In contrast, Fig. 4(b) shows the magnetoresistance of LT-Ni3Sn2, which is related to the increase in the magnetic field. It increased abruptly under 1 T with decreasing temperature and achieved 1.18% at 14 T and 5 K. Such a dip might imply fast short-range spin correlations via the occurrence of spin clusters in LT-Ni3Sn2. It could simply be a signal of the weak antilocalization derived from strong spin–orbit coupling, as demonstrated using several topological materials. This behavior should be investigated further to elucidate the issue.
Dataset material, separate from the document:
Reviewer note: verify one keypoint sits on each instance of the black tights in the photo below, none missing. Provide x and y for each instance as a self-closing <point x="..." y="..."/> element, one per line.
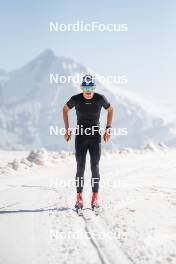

We successfully synthesized both single crystals of HT-Ni3Sn2 and LT-Ni3Sn2 using the flux method. The observed X-ray diffraction peaks imply that the phases are not merged and that each crystal shows that, as with the EDS results, they are not contaminated by flux. We found that both crystals are metallic with similar resistivity orders of magnitude. However, our analysis using the power law suggests LT-Ni3Sn2 may have stronger short-range excitations than HT-Ni3Sn2. In magnetoresistance, while HT-Ni3Sn2 was almost independent against the applied magnetic field, LT-Ni3Sn2 showed a strong dip at lower temperatures and weaker magnetic fields. This phenomenon might have something to do with its hidden nature in innate spin clusters. We hence conclude that LT-Ni3Sn2 could possess unusual physical properties, and further investigation would be required to elucidate speculations.
This work was supported by the DGIST institution specific program (21-BRP-07) and the faculty startup funds from DGIST.